Storage: high availability with Regional Persistent Disks
To make it easier to build highly available solutions, Kubernetes Engine will provide support for the new Regional Persistent Disk (Regional PD). Regional PD, available in the coming days, provides durable network-attached block storage with synchronous replication of data between two zones in a region. With Regional PDs, you don’t have to worry about application-level replication and can take advantage of replication at the storage layer. This replication offers a convenient building block for implementing highly available solutions on Kubernetes Engine.
Reliability: improved uptime with Regional Clusters, node auto-repair
Regional clusters, to be generally available soon, allows you to create a Kubernetes Engine cluster with a multi-master, highly-available control plane that spreads your masters across three zones in a region—an important feature for clusters with higher uptime requirements.

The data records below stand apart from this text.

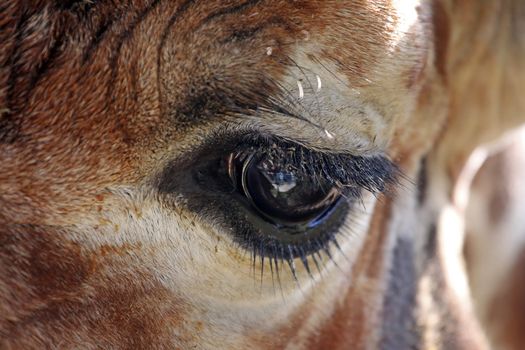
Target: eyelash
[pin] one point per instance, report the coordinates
(352, 174)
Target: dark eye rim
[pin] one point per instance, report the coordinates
(242, 183)
(199, 188)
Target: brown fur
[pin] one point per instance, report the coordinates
(97, 98)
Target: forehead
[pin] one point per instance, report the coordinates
(338, 65)
(146, 82)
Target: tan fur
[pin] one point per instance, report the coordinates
(98, 98)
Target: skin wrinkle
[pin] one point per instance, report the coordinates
(98, 100)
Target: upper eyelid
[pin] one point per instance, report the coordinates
(373, 173)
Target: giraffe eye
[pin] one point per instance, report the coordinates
(282, 193)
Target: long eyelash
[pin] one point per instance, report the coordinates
(351, 174)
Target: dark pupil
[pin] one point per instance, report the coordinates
(285, 194)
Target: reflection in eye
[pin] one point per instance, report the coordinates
(282, 193)
(276, 199)
(291, 202)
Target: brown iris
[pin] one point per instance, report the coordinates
(281, 192)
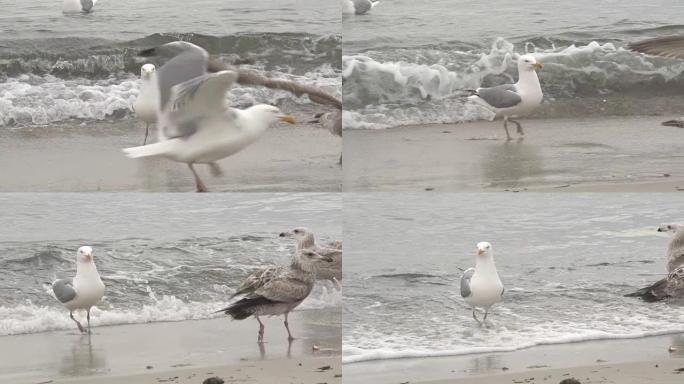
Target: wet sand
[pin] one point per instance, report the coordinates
(86, 158)
(593, 154)
(611, 361)
(188, 350)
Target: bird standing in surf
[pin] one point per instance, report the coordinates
(481, 286)
(275, 291)
(146, 104)
(513, 100)
(84, 290)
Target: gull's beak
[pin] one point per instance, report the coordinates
(286, 118)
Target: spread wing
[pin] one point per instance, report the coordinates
(668, 46)
(465, 282)
(64, 290)
(501, 96)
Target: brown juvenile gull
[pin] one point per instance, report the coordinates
(275, 291)
(195, 125)
(665, 46)
(324, 269)
(84, 290)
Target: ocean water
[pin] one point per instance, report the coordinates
(406, 62)
(162, 257)
(566, 260)
(58, 67)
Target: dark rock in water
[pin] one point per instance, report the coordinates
(213, 380)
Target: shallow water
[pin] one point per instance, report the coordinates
(57, 67)
(565, 260)
(407, 62)
(163, 257)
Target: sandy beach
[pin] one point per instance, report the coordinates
(595, 154)
(179, 352)
(88, 158)
(636, 361)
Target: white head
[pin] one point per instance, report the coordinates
(528, 63)
(671, 228)
(84, 255)
(484, 249)
(269, 114)
(147, 70)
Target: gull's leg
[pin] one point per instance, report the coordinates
(88, 317)
(80, 327)
(508, 135)
(260, 339)
(287, 326)
(147, 132)
(215, 169)
(475, 317)
(198, 181)
(518, 127)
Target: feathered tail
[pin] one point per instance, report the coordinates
(155, 149)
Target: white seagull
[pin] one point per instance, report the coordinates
(73, 6)
(196, 127)
(481, 286)
(513, 100)
(275, 291)
(146, 104)
(83, 291)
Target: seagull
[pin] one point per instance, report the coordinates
(83, 291)
(73, 6)
(671, 287)
(195, 124)
(328, 268)
(513, 100)
(665, 46)
(145, 105)
(275, 291)
(360, 7)
(675, 250)
(481, 286)
(332, 121)
(245, 76)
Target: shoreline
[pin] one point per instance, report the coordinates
(556, 360)
(143, 352)
(86, 157)
(588, 154)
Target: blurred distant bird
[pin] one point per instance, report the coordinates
(72, 6)
(83, 291)
(147, 103)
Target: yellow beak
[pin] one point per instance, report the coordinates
(287, 118)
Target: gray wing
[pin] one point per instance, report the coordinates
(668, 46)
(285, 290)
(64, 290)
(87, 5)
(501, 96)
(465, 282)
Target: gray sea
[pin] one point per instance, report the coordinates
(162, 257)
(566, 260)
(57, 67)
(406, 61)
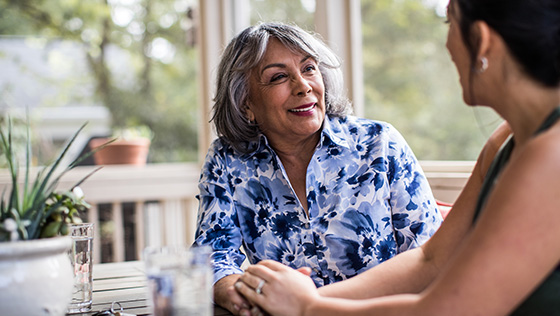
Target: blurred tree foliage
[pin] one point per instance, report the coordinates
(158, 39)
(409, 78)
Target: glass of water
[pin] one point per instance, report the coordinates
(179, 280)
(82, 263)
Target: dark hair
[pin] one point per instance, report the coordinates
(530, 29)
(245, 52)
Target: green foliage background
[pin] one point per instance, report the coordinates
(162, 94)
(409, 78)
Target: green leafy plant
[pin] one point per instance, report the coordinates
(35, 210)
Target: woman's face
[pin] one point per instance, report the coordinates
(458, 50)
(286, 95)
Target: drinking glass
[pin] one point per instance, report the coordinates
(179, 280)
(82, 262)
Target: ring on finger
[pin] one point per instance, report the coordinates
(258, 289)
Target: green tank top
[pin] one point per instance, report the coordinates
(545, 300)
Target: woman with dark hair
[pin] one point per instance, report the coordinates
(498, 251)
(293, 178)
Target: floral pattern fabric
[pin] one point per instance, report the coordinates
(367, 197)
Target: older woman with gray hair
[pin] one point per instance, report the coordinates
(293, 177)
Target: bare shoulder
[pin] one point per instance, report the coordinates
(491, 148)
(544, 150)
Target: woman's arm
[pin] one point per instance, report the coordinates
(413, 270)
(218, 227)
(511, 249)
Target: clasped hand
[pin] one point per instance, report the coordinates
(276, 288)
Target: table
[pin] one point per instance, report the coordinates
(124, 282)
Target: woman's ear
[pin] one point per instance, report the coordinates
(250, 115)
(483, 38)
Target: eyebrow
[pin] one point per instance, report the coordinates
(279, 65)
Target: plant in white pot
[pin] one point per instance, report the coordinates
(35, 273)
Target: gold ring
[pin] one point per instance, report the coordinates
(259, 287)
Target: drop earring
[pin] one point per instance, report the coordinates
(483, 66)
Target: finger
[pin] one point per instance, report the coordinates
(248, 292)
(272, 265)
(305, 271)
(260, 271)
(251, 280)
(256, 311)
(237, 300)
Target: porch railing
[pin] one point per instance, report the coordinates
(134, 207)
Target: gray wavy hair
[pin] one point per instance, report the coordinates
(245, 52)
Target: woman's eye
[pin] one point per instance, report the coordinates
(277, 77)
(309, 68)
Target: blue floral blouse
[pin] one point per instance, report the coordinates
(368, 200)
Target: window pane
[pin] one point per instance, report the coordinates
(411, 82)
(133, 60)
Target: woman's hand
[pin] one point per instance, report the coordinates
(278, 289)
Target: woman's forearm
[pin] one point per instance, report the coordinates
(409, 272)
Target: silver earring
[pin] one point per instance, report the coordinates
(483, 66)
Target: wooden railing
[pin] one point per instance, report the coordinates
(155, 205)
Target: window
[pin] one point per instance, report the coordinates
(410, 81)
(133, 62)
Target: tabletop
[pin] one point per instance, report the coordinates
(125, 283)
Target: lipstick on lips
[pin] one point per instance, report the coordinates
(304, 110)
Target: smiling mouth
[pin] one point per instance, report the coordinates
(305, 109)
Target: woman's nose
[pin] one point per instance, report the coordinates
(301, 86)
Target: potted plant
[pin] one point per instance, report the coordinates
(35, 269)
(131, 146)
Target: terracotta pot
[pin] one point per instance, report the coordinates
(35, 276)
(132, 152)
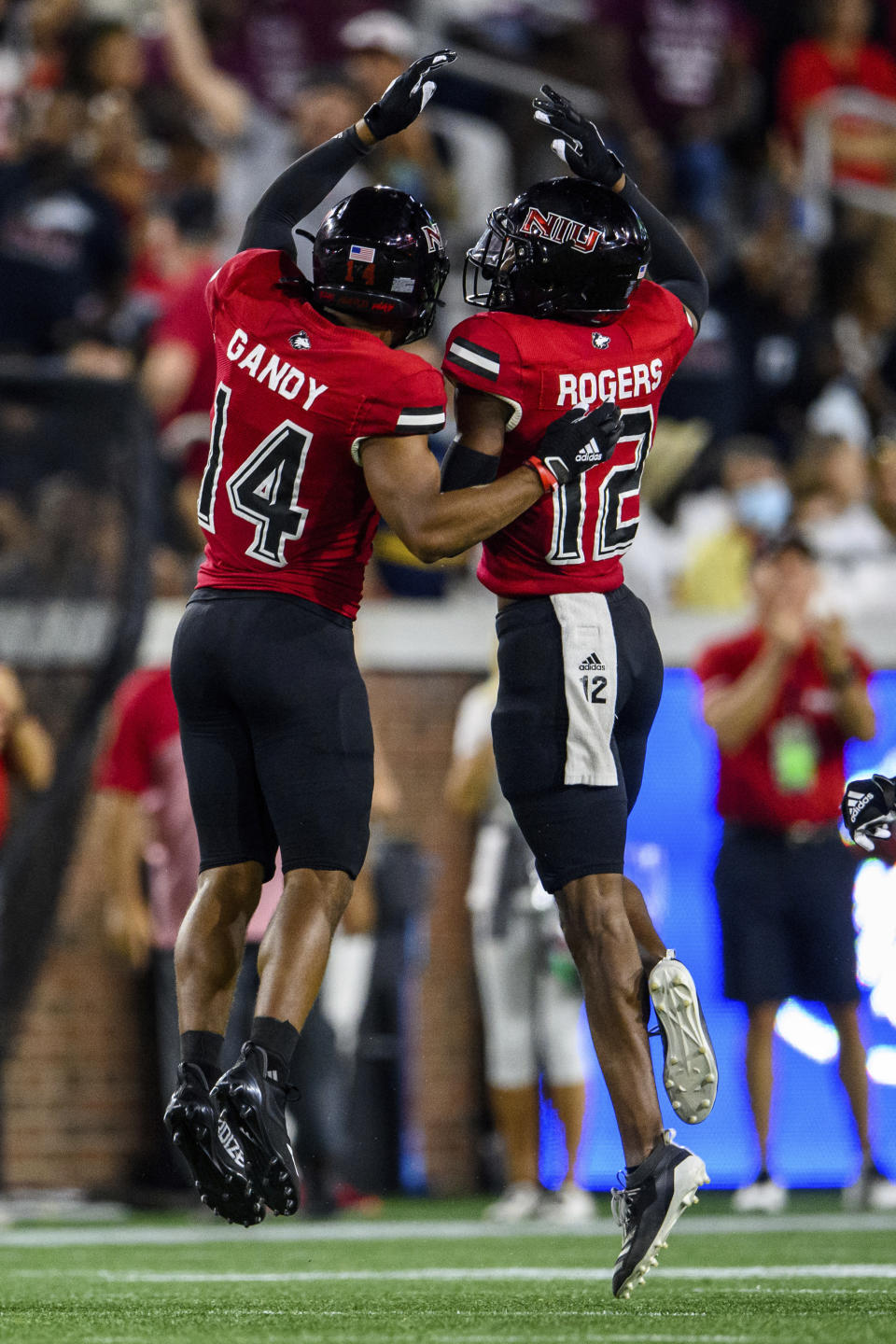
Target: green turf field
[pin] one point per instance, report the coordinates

Regional clusters also offers a zero-downtime upgrade experience when upgrading Kubernetes Engine masters. In addition to Regional Clusters, the node auto-repair feature is now generally available. Node auto-repair monitors the health of the nodes in your cluster and repairs any that are unhealthy.
Auto-scaling: Horizontal Pod Autoscaling with custom metrics
Our users have long asked for the ability to scale horizontally any way they like. In Kubernetes Engine 1.10, Horizontal Pod Autoscaler supports three different custom metrics types in beta: External (e.g., for scaling based on Cloud Pub/Sub queue length - one of the most requested use cases), Pods (e.g., for scaling based on the average number of open connections per pod) and Object (e.g., for scaling based on Kafka running in your cluster).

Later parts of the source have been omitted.